I love everything about them. 
Maybe it’s the packaging.  I mean the box is cool.  I am not really a fan of the North American blister package.  The Tomy box has either a cool picture, or an artistic drawing.  If I were a collector ( by which I mean, looking to make a buck) the boxes themselves would be collector’s items. I think it is much cooler opening that box than tearing the blister pack apart.
Maybe it is the subject matter.  Despite the widespread embrace of public transportation, there are a lot of cars in Japan.  Among them, there are a lot of cars which will not be seen outside of Japan.  That kind of uniqueness appeals to me.  Some of the subjects re odd,  but there is also a blade runneresque quality to some of these cars–science fiction come to life, that makes them cool.
a box, stickers, and a cool Lapin
Maybe it is my connection to Japan.  My collection is small.  I bought most of them at a Don Quixote discount store in Chiba.  The price was probably around 125 Yen–which means that these cars probably didn’t appeal to Otaku culture in Japan.
a limited edition
A funny thing is that I have never heard of a group of people collecting these cars.  Maybe they do, but maybe this is one of those things that seems so much cooler by an outsider than someone in Japan.
this one is pretty cool, but the packaging?
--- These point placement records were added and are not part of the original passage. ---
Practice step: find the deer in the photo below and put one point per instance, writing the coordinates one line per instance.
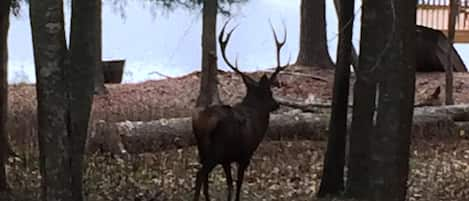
(231, 134)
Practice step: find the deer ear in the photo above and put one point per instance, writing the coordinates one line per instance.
(265, 81)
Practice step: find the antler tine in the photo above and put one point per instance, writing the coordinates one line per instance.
(223, 44)
(279, 45)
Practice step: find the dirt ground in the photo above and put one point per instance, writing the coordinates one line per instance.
(279, 171)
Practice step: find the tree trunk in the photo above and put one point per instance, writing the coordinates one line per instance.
(390, 144)
(50, 52)
(208, 85)
(449, 100)
(354, 53)
(313, 37)
(364, 96)
(99, 87)
(85, 59)
(4, 26)
(332, 181)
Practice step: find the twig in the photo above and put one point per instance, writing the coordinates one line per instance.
(300, 74)
(160, 74)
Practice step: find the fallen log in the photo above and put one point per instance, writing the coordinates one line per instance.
(164, 134)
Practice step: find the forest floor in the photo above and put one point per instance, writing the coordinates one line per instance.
(285, 170)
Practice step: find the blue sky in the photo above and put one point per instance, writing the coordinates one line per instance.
(169, 42)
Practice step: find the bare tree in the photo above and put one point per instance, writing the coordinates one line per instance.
(99, 87)
(313, 37)
(50, 53)
(85, 59)
(65, 84)
(4, 27)
(449, 99)
(364, 97)
(390, 144)
(332, 181)
(208, 85)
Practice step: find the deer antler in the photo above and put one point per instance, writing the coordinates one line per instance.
(279, 45)
(223, 44)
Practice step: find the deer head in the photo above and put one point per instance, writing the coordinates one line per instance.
(259, 93)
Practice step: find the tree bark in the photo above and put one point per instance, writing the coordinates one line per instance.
(332, 181)
(390, 144)
(4, 145)
(99, 87)
(208, 85)
(313, 37)
(364, 96)
(449, 100)
(85, 59)
(354, 53)
(50, 52)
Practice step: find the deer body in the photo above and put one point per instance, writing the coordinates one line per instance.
(231, 134)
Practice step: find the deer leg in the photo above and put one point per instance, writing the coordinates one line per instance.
(242, 167)
(229, 179)
(208, 169)
(198, 183)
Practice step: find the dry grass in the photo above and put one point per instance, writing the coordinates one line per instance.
(279, 171)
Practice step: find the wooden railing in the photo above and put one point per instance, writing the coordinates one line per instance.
(434, 14)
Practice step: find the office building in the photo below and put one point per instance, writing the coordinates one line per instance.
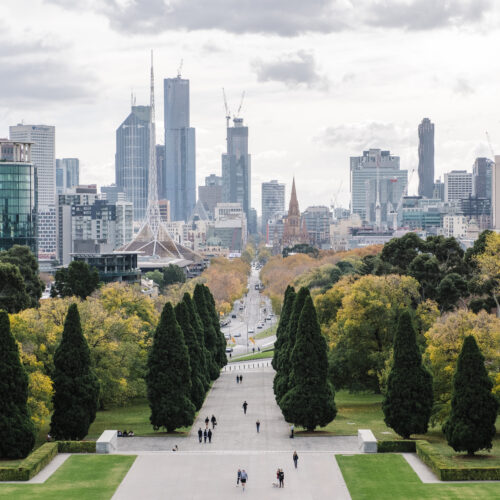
(426, 158)
(481, 178)
(67, 174)
(457, 185)
(179, 180)
(273, 201)
(43, 157)
(236, 167)
(132, 159)
(374, 164)
(17, 196)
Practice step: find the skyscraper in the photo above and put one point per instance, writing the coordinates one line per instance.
(132, 159)
(236, 167)
(179, 181)
(426, 158)
(43, 155)
(273, 201)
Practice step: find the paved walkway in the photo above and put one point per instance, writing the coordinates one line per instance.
(208, 471)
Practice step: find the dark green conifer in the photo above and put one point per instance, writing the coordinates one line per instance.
(17, 434)
(471, 424)
(195, 354)
(76, 387)
(309, 402)
(408, 401)
(168, 376)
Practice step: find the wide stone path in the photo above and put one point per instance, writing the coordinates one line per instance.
(208, 471)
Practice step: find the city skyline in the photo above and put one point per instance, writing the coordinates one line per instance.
(322, 73)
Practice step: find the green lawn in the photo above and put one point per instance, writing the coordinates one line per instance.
(92, 477)
(133, 417)
(384, 476)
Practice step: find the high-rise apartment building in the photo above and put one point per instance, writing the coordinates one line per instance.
(457, 185)
(179, 180)
(273, 201)
(67, 174)
(374, 164)
(17, 196)
(236, 167)
(481, 178)
(43, 155)
(132, 159)
(426, 158)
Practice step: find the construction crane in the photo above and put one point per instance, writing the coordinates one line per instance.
(226, 107)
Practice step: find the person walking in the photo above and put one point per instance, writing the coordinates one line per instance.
(244, 478)
(281, 478)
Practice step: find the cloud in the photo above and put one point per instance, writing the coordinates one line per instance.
(365, 135)
(425, 14)
(291, 69)
(280, 17)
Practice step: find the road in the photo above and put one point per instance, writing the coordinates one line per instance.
(248, 319)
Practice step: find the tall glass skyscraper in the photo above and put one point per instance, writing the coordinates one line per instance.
(179, 181)
(236, 167)
(132, 159)
(426, 158)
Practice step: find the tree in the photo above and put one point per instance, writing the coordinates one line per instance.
(309, 402)
(210, 336)
(168, 377)
(173, 274)
(194, 349)
(282, 378)
(471, 425)
(77, 280)
(13, 294)
(22, 257)
(408, 401)
(17, 433)
(76, 387)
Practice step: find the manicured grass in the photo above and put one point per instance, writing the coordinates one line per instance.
(383, 476)
(92, 477)
(133, 417)
(257, 355)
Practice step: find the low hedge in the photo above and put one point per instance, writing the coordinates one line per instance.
(76, 446)
(446, 472)
(31, 465)
(400, 446)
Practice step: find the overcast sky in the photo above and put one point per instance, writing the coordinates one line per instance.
(324, 79)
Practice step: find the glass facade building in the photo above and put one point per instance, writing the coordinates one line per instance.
(18, 207)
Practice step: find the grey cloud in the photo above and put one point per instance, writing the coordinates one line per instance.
(425, 14)
(291, 69)
(365, 135)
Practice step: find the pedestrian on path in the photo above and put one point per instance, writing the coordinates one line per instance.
(244, 478)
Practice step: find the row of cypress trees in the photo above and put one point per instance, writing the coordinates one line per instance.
(188, 352)
(408, 401)
(301, 387)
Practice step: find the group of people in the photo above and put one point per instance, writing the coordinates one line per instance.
(207, 432)
(126, 433)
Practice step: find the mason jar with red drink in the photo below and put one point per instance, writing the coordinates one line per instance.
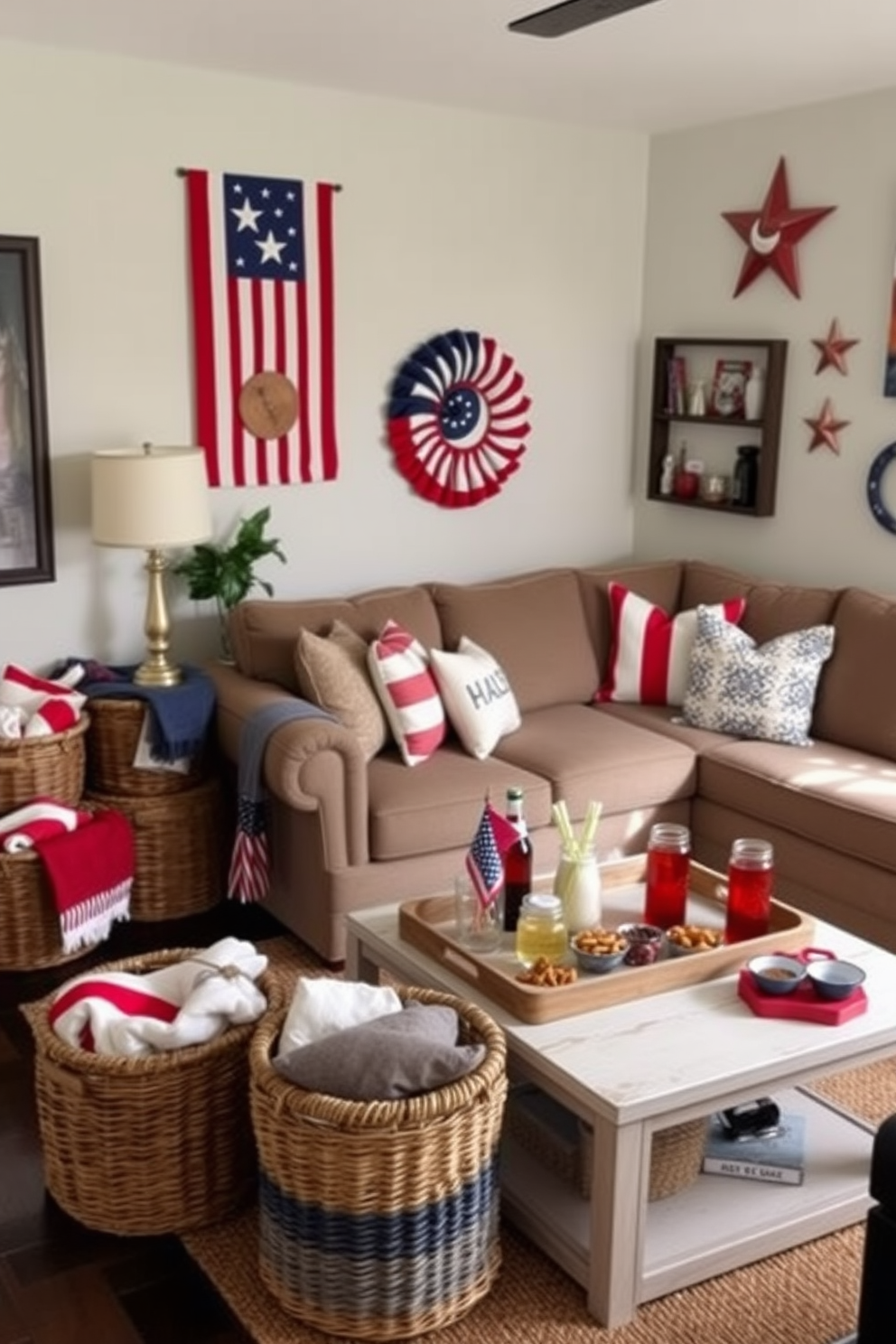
(751, 876)
(667, 873)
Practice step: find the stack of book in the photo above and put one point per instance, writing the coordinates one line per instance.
(774, 1157)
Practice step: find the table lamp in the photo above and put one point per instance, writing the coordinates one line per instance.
(154, 499)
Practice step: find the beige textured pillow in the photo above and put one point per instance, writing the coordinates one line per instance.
(332, 672)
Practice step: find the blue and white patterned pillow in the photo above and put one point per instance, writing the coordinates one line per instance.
(754, 690)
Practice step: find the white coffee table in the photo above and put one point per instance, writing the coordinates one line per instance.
(637, 1068)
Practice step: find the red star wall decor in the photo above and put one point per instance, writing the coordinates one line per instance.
(833, 350)
(826, 427)
(771, 233)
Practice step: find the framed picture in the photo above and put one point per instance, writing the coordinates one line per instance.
(26, 507)
(728, 386)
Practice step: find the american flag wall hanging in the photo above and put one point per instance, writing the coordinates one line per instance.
(262, 291)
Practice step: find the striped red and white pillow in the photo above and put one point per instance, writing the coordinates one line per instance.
(650, 649)
(408, 694)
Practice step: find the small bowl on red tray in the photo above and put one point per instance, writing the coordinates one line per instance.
(778, 974)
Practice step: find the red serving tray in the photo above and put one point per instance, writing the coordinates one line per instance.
(802, 1004)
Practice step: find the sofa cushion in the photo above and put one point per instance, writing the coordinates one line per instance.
(650, 648)
(332, 672)
(477, 696)
(407, 691)
(754, 691)
(264, 632)
(856, 705)
(830, 798)
(535, 628)
(589, 754)
(438, 806)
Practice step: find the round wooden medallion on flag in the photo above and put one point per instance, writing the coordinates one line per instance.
(267, 405)
(457, 418)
I have seen some of these cars available at the Pacific Mall in Markham.  The price was a whopping $10 each.  Needless to say I didn’t buy any of them.  I would love to expand my collection–I know a purchase service in Japanif I really want something, but I will probably wait until I visit Japan again to augment my collection.  Besides, as anyone can see, I have enough hobbies to tide me over until that vacation.